Supervised Fine-Tuning (SFT)
Overview
SFT (Supervised Fine-Tuning) adopts the concept of supervised learning, referring to the process of adjusting some or all parameters of a pre-trained model to better adapt it to specific tasks or datasets.
MindSpore Transformers supports two SFT fine-tuning methods: full-parameter fine-tuning and LoRA fine-tuning. Full-parameter fine-tuning involves updating all parameters during training, suitable for large-scale data refinement, offering optimal task adaptability but requiring significant computational resources.
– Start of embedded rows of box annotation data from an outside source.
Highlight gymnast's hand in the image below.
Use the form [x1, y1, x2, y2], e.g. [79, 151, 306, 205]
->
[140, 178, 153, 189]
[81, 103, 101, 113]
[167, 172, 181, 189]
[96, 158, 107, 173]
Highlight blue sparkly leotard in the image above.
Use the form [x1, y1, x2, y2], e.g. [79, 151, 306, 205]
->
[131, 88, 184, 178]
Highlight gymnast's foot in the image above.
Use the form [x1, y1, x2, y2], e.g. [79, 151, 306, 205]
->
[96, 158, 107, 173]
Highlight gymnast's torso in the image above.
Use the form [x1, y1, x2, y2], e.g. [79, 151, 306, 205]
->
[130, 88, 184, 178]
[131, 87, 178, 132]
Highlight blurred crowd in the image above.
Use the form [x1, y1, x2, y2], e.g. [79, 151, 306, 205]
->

LoRA fine-tuning updates only a subset of parameters, consuming less memory and training faster than full-parameter fine-tuning, though its performance may be inferior in certain tasks.
Basic Process of SFT Fine-Tuning
Combining practical operations, SFT fine-tuning can be broken down into the following steps:
1. Weight Preparation
Before fine-tuning, the weight files of the pre-trained model need to be prepared. MindSpore Transformers supports loading safetensors weights, enabling direct loading of model weights downloaded from the Hugging Face model hub.
2. Dataset Preparation
MindSpore Transformers currently supports datasets in Hugging Face format and MindRecord format for the fine-tuning phase. Users can prepare data according to task requirements.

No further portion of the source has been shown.